Kisah Sahabat Nabi yang Batal Puasa karena Lihat Istri
loading...
A
A
A
Syariat Allah Subhanahu wa ta'ala turunkan kepada umat Nabi Shallallahu alaihi wa sallam tidak untuk menyulitkan. Justru sebaliknya. Allah Ta'ala menjadikan ketetapan-Nya agar sesuai dengan kemampuan setiap orang. Hal ini juga ditegaskan dalam Al-Qur'an:
Allah Ta'ala berfirman :
"........Allah menghendaki kemudahan bagimu, dan tidak menghendaki kesukaran bagimu. Hendaklah kamu mencukupkan bilangannya dan mengagungkan Allah atas petunjuk-Nya yang diberikan kepadamu, agar kamu bersyukur." (QS Al Baqarah : 185)

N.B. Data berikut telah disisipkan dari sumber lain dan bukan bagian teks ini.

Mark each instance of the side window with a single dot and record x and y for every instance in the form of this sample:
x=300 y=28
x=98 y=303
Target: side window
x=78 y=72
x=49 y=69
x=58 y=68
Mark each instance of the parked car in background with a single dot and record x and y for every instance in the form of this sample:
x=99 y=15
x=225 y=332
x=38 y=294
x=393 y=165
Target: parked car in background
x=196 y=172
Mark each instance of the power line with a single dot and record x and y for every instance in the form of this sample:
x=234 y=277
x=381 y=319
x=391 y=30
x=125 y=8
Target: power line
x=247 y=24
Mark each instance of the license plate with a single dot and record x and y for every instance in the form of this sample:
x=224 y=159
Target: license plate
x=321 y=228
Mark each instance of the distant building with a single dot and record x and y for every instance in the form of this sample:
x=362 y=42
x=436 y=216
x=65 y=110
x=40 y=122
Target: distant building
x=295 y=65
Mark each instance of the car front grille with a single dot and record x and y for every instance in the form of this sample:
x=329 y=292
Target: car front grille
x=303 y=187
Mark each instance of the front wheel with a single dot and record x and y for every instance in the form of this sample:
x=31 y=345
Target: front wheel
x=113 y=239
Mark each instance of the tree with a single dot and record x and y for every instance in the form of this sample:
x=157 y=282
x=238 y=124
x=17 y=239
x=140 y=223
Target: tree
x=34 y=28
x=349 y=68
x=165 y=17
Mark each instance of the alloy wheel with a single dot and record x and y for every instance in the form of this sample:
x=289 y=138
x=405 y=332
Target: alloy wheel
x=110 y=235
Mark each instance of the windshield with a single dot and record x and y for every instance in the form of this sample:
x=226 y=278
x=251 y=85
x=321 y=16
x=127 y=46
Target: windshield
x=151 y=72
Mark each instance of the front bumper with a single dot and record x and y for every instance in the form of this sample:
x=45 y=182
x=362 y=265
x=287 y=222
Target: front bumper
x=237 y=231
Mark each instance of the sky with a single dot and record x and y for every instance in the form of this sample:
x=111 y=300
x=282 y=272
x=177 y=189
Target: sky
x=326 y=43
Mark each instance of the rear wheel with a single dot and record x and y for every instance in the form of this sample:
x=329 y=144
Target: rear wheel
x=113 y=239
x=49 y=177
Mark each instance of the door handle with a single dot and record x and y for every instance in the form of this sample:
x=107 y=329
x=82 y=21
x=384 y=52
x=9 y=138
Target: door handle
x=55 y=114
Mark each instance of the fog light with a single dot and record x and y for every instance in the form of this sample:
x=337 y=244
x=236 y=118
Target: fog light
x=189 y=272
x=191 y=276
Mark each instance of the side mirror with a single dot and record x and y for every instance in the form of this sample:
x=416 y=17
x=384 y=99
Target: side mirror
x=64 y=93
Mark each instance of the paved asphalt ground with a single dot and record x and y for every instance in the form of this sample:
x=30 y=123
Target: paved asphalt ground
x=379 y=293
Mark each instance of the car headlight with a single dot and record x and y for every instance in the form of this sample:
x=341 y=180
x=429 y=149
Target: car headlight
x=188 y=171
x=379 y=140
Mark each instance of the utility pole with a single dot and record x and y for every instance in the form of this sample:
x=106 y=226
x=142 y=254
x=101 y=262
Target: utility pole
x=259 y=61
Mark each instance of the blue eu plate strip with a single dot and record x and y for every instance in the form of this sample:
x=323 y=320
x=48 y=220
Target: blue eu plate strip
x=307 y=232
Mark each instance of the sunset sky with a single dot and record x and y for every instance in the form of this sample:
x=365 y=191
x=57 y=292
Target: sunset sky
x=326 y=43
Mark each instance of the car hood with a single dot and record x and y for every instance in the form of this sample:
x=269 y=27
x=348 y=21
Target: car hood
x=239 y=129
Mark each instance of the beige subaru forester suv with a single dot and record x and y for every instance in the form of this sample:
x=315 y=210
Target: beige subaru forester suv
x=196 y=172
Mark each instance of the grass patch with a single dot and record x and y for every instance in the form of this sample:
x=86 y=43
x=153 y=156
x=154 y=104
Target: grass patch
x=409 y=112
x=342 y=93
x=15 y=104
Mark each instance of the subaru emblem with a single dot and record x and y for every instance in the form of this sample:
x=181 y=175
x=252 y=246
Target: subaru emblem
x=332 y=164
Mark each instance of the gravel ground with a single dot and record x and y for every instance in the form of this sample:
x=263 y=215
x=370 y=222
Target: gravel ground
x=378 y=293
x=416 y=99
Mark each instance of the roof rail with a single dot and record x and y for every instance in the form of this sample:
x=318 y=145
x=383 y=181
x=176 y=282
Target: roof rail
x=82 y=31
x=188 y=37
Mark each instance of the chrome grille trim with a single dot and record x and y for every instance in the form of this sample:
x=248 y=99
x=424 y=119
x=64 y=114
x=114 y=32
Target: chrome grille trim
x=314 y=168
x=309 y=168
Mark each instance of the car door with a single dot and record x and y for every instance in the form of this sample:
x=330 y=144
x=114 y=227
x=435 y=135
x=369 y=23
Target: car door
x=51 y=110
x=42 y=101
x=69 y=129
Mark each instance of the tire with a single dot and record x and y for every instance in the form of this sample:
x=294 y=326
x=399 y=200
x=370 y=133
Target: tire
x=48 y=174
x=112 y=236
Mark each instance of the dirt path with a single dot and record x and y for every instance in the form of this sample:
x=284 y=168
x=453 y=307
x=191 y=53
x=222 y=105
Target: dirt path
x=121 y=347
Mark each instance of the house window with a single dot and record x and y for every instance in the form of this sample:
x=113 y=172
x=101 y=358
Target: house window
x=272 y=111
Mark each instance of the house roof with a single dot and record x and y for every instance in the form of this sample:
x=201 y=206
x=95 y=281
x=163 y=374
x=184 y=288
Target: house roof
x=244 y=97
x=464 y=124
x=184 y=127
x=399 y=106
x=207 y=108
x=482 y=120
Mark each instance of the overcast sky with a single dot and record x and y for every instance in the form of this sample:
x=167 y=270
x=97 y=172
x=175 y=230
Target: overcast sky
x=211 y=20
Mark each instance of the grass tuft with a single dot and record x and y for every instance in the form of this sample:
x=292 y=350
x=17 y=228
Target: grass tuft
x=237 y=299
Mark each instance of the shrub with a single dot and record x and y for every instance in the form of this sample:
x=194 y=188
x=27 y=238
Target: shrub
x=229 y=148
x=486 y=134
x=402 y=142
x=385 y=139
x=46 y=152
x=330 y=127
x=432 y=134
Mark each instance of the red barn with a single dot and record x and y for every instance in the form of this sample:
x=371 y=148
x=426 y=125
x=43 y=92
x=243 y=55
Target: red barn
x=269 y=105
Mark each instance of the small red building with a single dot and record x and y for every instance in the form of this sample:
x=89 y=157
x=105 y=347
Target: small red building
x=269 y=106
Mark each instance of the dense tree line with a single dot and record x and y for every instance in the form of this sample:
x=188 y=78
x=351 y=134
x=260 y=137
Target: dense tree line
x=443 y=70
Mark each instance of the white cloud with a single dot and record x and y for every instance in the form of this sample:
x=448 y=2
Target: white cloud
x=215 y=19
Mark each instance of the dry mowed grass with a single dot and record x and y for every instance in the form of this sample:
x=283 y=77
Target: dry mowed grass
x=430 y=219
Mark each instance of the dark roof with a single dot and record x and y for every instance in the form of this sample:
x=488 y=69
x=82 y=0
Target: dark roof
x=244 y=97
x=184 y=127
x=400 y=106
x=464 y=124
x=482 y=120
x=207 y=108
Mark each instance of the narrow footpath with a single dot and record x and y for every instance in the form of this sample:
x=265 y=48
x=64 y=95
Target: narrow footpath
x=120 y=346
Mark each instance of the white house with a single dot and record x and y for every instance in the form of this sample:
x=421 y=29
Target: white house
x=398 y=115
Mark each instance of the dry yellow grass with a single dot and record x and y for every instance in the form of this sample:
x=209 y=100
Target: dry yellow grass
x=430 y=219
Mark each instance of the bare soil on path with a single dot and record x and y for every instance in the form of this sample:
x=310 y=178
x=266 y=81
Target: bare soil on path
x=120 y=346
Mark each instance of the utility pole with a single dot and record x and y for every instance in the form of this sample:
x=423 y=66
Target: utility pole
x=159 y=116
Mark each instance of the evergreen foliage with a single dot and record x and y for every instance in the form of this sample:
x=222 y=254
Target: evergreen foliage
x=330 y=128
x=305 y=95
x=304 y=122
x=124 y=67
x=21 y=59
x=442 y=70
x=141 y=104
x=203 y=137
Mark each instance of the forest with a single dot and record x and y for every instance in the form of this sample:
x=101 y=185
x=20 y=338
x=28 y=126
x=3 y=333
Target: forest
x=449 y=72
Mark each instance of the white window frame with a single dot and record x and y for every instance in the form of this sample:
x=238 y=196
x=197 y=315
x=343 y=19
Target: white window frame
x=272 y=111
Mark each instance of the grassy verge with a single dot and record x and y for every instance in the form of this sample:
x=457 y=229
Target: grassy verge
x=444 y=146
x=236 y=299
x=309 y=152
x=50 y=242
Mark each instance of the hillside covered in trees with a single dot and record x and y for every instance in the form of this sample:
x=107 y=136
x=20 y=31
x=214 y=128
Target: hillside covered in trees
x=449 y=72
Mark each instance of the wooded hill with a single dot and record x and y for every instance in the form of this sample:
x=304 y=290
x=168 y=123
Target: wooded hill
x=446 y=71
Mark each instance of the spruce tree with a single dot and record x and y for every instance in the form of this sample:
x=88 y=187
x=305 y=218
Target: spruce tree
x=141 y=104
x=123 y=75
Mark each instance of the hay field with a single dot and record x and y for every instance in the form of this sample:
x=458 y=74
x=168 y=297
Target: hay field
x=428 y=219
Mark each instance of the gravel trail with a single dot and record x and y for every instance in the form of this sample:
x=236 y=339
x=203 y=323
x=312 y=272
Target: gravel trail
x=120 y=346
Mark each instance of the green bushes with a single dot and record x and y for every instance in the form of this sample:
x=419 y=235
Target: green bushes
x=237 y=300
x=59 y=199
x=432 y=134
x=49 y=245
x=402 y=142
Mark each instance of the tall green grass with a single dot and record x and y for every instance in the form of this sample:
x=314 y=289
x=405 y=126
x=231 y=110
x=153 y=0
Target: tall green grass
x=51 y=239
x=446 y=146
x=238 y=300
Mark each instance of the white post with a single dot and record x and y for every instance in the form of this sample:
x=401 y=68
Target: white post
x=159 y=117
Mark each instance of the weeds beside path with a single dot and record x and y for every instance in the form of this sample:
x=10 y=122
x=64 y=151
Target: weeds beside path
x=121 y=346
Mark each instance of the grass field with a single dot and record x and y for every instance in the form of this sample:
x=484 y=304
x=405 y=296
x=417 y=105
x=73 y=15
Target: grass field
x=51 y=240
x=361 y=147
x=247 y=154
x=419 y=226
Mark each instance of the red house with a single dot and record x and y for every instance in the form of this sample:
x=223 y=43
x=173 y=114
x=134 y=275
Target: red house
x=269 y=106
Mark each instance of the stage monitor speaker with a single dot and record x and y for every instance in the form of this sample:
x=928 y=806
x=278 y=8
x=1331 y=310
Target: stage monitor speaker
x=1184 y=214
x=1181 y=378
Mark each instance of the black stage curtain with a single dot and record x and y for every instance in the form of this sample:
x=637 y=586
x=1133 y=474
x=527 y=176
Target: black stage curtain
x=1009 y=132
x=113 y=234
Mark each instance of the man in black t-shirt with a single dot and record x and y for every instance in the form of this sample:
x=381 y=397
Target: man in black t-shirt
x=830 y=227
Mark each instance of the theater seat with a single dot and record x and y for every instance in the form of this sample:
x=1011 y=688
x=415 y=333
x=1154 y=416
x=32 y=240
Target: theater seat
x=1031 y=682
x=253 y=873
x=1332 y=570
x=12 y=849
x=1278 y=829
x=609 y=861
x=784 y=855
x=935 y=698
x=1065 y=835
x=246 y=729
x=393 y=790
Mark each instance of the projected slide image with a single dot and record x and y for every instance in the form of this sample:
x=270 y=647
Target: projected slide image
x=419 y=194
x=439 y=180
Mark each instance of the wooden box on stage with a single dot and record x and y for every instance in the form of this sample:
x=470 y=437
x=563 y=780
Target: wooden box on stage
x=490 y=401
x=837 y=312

Dalam hadis pun, Rasulullah Shallalahu alaihi wa sallam telah mengingatkan tentang hal itu. Hadis yang diriwayatkan oleh Imam al-Bukhari Rasulullah Shallallahu alaihi wa sallam bersabda “Sesungguhnya agama (islam) itu mudah, dan tidak ada satu orangpun yang mempersulitnya kecuali ia akan dibuat tak berdaya”. (HR Bukhari)
Dalam hadis lain, Rasulullah Shallalahu alaihi wa sallam menegaskan, "Apabila aku perintahkan kepada kalian untuk mengerjakan suatu perkara , maka laksanakanlah itu semampu kalian" (HR Bukhari-Muslim).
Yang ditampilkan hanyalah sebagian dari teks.